Supplier quality, delivery and pricing are important, but they are not primary metrics of supplier performance. In other words, non-lean suppliers are able to “game the system” to produce lean-looking results through wasteful processes. And buyers can, too. For instance, suppliers can hit customer quality performance goals through extreme inspection and sorting of their finished product. And buyers can meet their supplier delivery goals by ordering parts before they are needed for product. Both of these practices introduce waste into the supply chain—and in the “big picture, ” are counter-productive.
So these three metrics should be seen as “necessary but not sufficient.” The next obvious questions are, “Do we know the additional performance metrics that are needed to produce Lean supply chain performance?” and “Can we convince executive management to adopt them?” These questions are at the heart of how purchasing is current practiced and must be answered if purchasing is to evolve in the manner of other business functions.

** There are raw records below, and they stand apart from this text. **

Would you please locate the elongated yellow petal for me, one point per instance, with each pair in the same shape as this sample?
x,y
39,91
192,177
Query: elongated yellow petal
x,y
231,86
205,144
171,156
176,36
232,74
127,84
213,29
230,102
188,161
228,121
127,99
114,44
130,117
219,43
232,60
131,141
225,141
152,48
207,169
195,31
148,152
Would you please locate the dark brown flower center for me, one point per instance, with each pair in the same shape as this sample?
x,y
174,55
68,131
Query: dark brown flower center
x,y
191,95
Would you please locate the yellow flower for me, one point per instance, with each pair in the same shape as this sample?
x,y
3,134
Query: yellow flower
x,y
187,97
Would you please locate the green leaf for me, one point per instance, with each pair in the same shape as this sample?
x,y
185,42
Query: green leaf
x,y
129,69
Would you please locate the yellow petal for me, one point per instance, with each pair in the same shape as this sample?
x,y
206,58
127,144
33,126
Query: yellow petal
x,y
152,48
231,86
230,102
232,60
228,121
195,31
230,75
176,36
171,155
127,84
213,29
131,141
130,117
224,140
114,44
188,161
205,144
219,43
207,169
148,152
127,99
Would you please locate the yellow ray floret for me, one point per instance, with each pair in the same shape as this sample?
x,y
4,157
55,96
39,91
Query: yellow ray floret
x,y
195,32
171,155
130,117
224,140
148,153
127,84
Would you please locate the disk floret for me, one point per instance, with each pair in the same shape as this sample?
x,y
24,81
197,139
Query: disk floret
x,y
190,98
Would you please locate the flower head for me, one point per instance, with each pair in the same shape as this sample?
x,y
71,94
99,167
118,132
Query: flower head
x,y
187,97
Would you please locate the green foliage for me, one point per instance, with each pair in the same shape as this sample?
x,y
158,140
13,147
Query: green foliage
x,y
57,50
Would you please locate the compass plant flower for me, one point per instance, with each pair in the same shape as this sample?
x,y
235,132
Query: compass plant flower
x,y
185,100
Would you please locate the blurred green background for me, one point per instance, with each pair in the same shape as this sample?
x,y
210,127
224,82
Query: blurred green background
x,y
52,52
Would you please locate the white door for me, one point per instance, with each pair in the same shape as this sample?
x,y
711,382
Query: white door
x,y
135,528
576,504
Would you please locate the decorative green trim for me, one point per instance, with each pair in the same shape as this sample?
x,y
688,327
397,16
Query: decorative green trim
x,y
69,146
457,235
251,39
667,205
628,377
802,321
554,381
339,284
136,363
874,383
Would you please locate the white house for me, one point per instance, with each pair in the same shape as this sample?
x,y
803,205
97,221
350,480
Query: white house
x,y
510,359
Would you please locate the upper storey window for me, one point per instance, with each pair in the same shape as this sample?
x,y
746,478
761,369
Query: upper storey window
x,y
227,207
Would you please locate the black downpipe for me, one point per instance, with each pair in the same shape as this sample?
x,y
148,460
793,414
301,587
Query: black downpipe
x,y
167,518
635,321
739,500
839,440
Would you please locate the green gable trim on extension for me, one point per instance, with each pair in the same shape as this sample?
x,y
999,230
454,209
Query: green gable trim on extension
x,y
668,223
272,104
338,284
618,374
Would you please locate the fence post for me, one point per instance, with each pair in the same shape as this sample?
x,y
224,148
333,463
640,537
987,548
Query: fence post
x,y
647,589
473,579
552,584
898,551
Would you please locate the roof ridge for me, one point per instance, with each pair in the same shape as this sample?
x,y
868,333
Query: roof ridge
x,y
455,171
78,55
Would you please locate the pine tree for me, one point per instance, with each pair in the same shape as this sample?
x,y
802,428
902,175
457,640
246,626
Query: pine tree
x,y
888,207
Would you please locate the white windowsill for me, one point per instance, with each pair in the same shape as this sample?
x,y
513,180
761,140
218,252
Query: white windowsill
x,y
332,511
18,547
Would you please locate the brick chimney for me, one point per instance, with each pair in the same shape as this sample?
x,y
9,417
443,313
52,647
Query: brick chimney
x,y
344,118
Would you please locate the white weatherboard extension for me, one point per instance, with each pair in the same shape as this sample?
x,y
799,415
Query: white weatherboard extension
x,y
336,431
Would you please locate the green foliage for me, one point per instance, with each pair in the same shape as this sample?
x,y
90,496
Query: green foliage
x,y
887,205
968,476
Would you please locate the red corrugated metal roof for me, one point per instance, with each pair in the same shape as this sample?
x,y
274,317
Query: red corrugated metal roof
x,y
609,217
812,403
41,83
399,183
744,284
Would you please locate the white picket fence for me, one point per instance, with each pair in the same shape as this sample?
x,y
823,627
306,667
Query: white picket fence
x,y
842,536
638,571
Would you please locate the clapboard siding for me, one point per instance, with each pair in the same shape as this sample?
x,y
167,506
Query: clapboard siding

You may be wondering how my young colleague fared at his new company—the one that “always hit their numbers.” Within a couple of years, he was looking for a new job, and shortly thereafter, his former employer went broke. And it was true that until its demise the company did “always hit its numbers.” The unfortunate reality, though, was that their performance goals were set in the wrong areas.
Most performance goals are not set so that their achievement will drive a company out of business. But many companies set performance goals that lead to non-optimal business results. Do you work at one of these companies?
Paul Ericksen is IndustryWeek’s supply chain advisor. He has 38 years of experience in industry, primarily in supply management at two large original equipment manufacturers.